According to the same September 4th Census Bureau report noted above, private nonresidential construction rose 0.4% in July and is up 17% year-to-date. Commercial construction is up too, posting a 15% year-to-date rise. Private office construction is up 22% for the year, and lodging is currently posting a 60% year-to-date increase. In addition, the power sector is up 19% and private health care 13% for the year. On the public side of the street, the education sector is up 12% for the year, helping support an 11% year-to-date improvement in the public construction sector. All-in-all, very strong numbers are being posted for most of the nonresidential markets. So why am I hard pressed to find this being reported in the general news?

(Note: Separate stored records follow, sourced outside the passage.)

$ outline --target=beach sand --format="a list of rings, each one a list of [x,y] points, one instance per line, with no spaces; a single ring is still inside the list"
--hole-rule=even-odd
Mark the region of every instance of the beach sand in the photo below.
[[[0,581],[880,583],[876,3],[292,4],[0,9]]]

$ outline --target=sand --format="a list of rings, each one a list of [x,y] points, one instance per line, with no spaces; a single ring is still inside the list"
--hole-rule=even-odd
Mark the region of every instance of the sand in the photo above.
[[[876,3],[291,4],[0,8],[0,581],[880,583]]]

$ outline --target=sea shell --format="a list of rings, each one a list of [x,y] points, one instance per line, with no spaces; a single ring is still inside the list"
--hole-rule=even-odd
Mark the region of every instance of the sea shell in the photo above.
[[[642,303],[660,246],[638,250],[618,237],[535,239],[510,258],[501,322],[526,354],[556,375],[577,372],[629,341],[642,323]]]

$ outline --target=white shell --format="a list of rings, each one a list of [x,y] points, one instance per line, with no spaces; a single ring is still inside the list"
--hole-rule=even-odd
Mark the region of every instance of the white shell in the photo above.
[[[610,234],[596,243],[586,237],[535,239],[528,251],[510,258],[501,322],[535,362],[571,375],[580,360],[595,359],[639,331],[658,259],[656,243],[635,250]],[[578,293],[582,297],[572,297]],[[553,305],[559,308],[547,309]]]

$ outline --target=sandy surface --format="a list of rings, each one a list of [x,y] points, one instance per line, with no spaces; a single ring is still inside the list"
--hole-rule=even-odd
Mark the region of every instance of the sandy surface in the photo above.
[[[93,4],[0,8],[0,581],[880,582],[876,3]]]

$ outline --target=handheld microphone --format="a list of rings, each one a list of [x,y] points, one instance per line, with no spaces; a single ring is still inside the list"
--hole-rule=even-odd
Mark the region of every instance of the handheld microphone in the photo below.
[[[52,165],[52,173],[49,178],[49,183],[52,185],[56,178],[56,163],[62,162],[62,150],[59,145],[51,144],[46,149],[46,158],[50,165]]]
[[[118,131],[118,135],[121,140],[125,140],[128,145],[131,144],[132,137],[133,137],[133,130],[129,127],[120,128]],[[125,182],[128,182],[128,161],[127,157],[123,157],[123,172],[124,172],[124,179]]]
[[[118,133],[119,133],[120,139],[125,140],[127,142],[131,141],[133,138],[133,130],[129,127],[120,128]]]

This rejuvenation of projects in the nonresidential sector not only bodes well for the general public, but also for EC&M's Top 50 electrical contractors. I don't want to steal any thunder from Staff Writer Beck Ireland, but a review of this year's Top 50 report (starting on page 46) is full of good news and positive vibes. The outlook for the remainder of this year and into 2008 is also optimistic. So, if you're as sick and tired of listening to all those negative housing reports in the press as I am, then give your spirit a lift by reading this month's cover story on how the biggest construction companies in the electrical market are reaping the benefits of a strong nonresidential construction market. And remember, the key to making sure you and your business fall in the “positive number” category is to anticipate these types of shifts in construction activity before they occur, giving you ample time to adapt, adjust, and take action.